Finish by testing through three modes — Eval, Improve, and Benchmark. Eval runs single prompts to check the skill triggers and executes correctly; Improve uses A/B comparison to tune the wording from feedback; Benchmark, the one that matters for production, runs each configuration at least three times to measure variance. Controlling variance is what guarantees your 47-step workflow runs the same way regardless of the model's randomness. And for high-stakes checks, push the logic into a scripts/ file — code runs the same every time, where natural language leaves room for the model to get "lazy" or misread it.

Security and the limits you should know

Agent Skills are a high-risk capability because they can carry executable scripts. A skill runs in a virtual machine (VM) with access to the host filesystem, environment variables, and API keys — so an untrusted third-party script is a real liability, and running one calls for a zero-trust posture. Audit a third-party skill with the same caution you'd give an unknown software dependency, and prefer an approved internal repository over installing straight from a public marketplace.

Agent Skills are also NOT eligible for Zero Data Retention (ZDR): data processed through the feature is kept under the standard retention policy. If you work somewhere with strict data sovereignty or privacy rules that require ZDR, that conflict is a real constraint — weigh which data can go through Skills and which must stay on-premise.

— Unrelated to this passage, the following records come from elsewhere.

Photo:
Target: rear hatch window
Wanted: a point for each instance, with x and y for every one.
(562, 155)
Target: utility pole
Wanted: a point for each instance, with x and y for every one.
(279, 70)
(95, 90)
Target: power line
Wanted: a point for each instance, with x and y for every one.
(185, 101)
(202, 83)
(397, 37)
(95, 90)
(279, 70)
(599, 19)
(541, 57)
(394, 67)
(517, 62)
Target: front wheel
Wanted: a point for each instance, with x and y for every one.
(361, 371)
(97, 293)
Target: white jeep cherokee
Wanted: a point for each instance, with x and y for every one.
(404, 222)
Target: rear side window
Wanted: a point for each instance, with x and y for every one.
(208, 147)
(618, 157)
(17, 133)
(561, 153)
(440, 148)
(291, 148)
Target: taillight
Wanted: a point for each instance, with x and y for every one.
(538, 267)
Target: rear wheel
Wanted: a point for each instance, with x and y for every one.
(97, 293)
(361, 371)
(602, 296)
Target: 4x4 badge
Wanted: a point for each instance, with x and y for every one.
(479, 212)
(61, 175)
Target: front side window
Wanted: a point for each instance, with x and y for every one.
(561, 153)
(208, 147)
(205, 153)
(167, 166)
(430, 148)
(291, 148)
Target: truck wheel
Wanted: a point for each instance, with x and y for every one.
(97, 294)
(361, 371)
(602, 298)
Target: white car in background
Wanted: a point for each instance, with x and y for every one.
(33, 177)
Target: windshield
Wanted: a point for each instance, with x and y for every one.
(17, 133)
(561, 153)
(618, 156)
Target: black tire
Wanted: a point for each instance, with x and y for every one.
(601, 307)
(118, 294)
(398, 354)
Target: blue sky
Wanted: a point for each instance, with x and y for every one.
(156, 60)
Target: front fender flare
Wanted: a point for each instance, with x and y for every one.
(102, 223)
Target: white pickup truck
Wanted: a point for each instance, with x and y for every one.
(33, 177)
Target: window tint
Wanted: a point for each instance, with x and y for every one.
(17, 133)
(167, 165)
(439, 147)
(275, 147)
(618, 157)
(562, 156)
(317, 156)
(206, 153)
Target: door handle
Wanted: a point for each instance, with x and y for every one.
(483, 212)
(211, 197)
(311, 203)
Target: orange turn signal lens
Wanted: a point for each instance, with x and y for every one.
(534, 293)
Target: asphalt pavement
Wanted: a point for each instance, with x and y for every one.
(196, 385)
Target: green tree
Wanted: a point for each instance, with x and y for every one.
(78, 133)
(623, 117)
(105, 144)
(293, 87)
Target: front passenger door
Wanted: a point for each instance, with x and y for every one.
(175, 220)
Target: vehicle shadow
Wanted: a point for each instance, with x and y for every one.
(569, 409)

Finally, mind the mechanics. A skill works through two channels — instruction injection (reasoning level) and script execution (VM level) — both open to prompt injection, tool poisoning, and malware hidden in scripts. Always read a SKILL.md file and its scripts/ directory before deploying, especially from an unverified hub, and design in error handling for missing permissions or a failed MCP connection so the agent can recover and report cleanly.

FAQ

Is data used with Agent Skills covered by Zero Data Retention (ZDR)? No. The feature is excluded from ZDR. Data is kept under the standard retention policy.

Can I use a skill I wrote for Claude Code in GitHub Copilot or Cursor? Yes. Agent Skills follow the AgentSkills.io open standard, so any platform that supports it can load and run your SKILL.md file and its structure.

How do Skills affect my token usage? They keep it low. Only the metadata loads at startup; the full instructions and resources load only when the agent triggers the skill for your request.

What is the difference between personal and project skills? Personal skills (in ~/.claude/skills/) are available in every session on your machine. Project skills (in .claude/skills/) are local to a repository and version-controlled with the codebase.